Add agentv eval validate that checks whether an eval follows self-contained conventions, and --fix that automatically inlines missing dependencies to make the eval portable in place.

Rationale

If evals follow conventions (relative paths, committed workspace templates, local scripts, local targets), the eval directory is already a portable artifact. Rather than building a separate bundle compiler, validate conventions and autofix violations in place.

This is analogous to how agent-skills validates skill structure and conventions.

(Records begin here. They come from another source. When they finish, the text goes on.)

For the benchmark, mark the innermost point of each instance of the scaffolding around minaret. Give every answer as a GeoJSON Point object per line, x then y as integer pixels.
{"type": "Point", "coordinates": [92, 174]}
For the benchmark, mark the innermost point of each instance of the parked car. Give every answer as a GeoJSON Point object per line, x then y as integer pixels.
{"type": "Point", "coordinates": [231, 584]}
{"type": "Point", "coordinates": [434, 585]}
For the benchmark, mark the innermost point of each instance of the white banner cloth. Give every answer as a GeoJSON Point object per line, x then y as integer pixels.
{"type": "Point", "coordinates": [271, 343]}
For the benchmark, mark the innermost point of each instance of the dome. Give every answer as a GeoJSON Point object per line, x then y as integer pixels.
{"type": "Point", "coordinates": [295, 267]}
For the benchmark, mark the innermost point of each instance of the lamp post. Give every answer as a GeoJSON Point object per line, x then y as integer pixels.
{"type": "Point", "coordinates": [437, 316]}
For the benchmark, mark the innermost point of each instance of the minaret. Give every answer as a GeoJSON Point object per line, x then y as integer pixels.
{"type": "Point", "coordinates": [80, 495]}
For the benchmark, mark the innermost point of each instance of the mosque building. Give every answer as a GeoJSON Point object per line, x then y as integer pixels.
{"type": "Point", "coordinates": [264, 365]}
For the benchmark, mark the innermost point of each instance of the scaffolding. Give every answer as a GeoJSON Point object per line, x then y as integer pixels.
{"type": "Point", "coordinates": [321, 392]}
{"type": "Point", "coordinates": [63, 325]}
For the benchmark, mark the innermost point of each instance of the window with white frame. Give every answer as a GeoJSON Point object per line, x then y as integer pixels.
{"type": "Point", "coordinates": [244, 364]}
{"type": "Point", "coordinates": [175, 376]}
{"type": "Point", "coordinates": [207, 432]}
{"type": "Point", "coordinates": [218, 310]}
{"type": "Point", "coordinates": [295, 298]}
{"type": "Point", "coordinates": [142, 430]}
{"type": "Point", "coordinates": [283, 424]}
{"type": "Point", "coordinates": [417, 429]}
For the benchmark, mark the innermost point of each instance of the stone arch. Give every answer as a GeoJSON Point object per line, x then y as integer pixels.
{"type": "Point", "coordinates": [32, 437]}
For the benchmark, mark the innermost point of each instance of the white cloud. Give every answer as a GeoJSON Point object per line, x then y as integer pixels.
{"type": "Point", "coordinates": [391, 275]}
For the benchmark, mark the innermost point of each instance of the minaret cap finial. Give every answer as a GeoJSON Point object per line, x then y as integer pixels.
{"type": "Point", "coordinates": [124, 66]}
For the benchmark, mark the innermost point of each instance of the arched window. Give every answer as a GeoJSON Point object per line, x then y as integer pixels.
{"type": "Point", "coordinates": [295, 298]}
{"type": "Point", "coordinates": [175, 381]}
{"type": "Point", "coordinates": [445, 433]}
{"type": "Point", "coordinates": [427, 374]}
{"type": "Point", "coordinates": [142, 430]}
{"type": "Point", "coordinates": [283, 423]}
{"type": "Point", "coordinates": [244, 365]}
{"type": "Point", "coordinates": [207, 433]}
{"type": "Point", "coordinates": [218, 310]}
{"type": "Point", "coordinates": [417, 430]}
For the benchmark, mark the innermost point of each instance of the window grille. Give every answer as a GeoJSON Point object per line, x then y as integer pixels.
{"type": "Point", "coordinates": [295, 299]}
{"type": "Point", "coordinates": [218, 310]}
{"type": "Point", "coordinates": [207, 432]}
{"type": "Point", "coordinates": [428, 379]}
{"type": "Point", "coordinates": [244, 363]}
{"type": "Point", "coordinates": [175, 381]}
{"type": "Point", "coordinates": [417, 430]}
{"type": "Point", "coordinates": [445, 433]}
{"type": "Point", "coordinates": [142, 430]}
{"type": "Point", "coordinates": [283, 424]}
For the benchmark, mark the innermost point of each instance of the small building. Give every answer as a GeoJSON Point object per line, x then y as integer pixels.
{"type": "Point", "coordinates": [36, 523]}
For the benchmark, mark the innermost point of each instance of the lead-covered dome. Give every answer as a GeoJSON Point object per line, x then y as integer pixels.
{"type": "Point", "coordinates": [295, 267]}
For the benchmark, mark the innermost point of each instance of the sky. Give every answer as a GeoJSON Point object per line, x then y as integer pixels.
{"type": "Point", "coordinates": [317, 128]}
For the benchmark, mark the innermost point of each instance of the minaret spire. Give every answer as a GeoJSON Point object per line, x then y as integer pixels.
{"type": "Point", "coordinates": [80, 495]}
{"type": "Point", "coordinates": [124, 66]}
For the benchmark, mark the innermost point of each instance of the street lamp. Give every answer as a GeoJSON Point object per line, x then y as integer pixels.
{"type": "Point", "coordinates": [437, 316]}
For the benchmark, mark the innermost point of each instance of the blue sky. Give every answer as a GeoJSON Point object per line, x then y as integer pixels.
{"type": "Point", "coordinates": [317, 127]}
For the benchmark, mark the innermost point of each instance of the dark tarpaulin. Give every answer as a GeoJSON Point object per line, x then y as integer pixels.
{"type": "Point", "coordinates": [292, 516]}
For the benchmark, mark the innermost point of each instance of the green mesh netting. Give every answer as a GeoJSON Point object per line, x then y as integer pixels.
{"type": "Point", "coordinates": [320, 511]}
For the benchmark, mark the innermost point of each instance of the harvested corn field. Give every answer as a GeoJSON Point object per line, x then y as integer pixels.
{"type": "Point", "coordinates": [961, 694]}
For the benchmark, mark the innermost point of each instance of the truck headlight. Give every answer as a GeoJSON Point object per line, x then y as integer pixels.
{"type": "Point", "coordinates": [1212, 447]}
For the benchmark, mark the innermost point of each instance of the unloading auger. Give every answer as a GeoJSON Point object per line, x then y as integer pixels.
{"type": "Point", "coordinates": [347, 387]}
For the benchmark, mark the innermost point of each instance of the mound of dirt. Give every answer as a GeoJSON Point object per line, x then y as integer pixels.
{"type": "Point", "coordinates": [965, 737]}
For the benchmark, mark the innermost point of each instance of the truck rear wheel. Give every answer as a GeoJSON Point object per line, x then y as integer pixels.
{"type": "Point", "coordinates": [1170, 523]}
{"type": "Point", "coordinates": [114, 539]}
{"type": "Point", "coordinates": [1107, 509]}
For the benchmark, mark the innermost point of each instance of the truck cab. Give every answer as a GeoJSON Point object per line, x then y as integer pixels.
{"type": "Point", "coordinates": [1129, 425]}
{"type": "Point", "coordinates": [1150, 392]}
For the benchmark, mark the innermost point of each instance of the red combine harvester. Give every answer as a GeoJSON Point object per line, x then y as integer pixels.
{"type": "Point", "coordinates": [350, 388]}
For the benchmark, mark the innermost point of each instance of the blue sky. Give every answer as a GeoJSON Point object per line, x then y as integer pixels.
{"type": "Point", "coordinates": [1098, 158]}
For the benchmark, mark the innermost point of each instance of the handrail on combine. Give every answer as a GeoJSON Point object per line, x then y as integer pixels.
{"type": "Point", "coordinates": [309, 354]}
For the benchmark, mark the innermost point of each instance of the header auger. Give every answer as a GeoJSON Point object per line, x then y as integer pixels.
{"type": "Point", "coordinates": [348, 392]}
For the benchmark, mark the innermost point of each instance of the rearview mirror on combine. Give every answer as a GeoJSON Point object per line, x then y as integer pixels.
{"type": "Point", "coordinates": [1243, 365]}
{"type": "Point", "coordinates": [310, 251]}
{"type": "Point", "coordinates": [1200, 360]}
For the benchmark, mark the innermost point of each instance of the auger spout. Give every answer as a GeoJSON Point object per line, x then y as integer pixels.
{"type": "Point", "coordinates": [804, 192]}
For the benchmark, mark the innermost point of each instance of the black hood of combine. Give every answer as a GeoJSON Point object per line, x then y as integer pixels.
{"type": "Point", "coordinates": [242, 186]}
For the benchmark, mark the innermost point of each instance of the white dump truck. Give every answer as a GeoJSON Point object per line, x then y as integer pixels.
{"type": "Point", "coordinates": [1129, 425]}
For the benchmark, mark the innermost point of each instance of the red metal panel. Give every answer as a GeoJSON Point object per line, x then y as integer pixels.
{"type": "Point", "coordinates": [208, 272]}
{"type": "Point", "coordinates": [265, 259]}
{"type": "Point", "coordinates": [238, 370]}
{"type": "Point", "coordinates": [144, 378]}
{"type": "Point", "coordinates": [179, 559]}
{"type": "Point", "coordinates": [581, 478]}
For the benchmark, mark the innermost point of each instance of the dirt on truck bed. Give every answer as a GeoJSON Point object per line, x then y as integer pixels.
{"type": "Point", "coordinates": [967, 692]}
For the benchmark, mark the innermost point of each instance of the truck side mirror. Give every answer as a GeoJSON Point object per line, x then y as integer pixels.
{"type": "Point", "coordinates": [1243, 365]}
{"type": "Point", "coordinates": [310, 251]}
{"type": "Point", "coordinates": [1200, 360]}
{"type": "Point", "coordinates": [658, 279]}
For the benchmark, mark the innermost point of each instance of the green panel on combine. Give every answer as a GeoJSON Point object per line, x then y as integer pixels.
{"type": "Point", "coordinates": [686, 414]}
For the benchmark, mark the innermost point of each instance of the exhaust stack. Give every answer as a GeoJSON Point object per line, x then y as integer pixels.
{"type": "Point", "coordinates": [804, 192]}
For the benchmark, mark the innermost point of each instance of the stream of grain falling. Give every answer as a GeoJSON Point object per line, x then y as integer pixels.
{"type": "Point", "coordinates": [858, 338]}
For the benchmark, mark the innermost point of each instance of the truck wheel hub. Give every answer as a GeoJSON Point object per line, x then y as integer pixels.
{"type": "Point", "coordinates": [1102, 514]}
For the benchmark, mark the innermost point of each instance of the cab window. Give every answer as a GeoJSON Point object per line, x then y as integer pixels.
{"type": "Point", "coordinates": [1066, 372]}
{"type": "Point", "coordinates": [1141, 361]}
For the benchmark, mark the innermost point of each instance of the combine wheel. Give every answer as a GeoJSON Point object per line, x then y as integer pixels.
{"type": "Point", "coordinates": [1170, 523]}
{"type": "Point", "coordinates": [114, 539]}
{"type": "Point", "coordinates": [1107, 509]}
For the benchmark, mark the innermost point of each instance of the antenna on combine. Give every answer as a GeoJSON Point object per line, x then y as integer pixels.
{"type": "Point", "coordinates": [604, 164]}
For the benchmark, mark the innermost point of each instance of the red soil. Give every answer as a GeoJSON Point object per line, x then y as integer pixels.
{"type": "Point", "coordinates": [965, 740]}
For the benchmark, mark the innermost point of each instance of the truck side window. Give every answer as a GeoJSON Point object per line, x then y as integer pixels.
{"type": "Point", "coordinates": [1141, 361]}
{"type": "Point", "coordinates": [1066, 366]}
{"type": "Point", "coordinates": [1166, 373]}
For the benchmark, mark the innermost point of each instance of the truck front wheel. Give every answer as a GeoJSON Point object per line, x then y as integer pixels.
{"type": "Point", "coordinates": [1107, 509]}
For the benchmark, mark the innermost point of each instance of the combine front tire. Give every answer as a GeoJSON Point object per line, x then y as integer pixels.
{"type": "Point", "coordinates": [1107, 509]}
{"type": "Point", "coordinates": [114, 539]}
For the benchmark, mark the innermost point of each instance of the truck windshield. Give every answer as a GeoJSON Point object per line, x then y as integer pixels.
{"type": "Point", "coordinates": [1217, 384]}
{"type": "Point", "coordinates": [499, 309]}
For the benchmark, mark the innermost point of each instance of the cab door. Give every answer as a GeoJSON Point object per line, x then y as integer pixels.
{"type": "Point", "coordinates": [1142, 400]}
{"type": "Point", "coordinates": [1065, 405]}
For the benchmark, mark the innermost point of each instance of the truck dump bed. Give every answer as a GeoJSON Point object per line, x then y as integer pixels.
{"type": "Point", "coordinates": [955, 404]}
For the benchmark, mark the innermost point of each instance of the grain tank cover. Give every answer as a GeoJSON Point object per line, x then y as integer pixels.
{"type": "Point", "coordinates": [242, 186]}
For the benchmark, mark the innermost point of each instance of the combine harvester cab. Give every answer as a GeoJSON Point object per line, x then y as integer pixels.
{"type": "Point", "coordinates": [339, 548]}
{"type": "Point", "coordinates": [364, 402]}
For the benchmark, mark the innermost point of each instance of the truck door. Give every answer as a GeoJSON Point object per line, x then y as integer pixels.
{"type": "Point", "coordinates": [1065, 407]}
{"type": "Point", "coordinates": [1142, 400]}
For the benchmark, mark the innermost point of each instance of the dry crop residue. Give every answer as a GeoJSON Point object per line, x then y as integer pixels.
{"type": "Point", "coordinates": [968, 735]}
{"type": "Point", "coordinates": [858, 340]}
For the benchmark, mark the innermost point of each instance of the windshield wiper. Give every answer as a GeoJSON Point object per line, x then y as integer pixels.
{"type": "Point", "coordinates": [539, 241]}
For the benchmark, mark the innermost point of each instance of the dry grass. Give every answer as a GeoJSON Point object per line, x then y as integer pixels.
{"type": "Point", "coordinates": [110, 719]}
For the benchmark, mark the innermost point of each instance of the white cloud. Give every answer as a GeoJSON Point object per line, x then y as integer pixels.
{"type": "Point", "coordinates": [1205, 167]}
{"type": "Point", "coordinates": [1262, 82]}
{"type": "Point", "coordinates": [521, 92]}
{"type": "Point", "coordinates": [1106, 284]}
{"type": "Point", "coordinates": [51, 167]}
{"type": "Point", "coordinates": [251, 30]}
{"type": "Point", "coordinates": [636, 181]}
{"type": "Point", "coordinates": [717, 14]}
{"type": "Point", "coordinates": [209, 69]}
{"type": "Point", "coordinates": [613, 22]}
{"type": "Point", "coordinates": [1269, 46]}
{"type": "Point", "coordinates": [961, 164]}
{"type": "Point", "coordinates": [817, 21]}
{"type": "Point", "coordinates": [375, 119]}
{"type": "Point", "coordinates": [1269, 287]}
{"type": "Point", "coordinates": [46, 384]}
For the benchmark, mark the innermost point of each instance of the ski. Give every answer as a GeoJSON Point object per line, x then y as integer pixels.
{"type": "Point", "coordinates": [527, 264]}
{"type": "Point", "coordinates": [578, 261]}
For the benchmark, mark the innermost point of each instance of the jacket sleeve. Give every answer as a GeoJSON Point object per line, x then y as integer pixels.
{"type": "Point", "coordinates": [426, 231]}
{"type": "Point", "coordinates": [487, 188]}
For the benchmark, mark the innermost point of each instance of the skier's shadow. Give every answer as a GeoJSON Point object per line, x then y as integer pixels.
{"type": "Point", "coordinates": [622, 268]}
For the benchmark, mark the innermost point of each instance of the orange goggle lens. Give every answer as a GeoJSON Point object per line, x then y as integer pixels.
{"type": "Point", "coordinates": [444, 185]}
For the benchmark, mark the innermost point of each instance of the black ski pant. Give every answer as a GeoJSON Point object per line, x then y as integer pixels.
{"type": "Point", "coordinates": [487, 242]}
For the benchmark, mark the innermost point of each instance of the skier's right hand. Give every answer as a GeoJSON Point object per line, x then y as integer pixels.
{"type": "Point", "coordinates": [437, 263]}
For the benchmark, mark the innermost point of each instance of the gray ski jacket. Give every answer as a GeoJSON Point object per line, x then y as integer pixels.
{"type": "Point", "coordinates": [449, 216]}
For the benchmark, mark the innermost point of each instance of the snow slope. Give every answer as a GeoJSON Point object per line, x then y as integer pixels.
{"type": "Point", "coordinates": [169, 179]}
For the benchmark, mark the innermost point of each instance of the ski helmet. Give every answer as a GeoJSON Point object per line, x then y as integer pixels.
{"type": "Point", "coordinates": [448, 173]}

Current problem: AgentV's examples/ use a shared parent targets.yaml (e.g., examples/features/.agentv/targets.yaml). This means no single example directory is self-contained — they all depend on a parent directory for target resolution. The --fix option resolves this by inlining the resolved targets locally.

Design

Validate mode

agentv eval validate my-eval.yaml

Checks:

  1. Relative paths — all tests:, workspace:, command: references resolve relative to the eval file (no absolute paths)
  2. Files exist — workspace template directory, code-grader scripts, hook scripts all exist at referenced paths
  3. Local targets — targets used by the eval are defined locally (not inherited from parent .agentv/targets.yaml)
  4. No dangling env vars — warn on ${{ VAR }} references that aren't documented or have no default
  5. Target resolutionuse_target chains resolve without circular references
  6. Provenance — warn if eval is not in a git repo (no commit hash for reproducibility)

Output:

✓ my-eval.yaml
  ✓ All test data paths resolve (tests: ./cases.jsonl)
  ✓ Workspace template exists (workspace: ./template/)
  ✓ Code-grader scripts exist (./scripts/verify.sh)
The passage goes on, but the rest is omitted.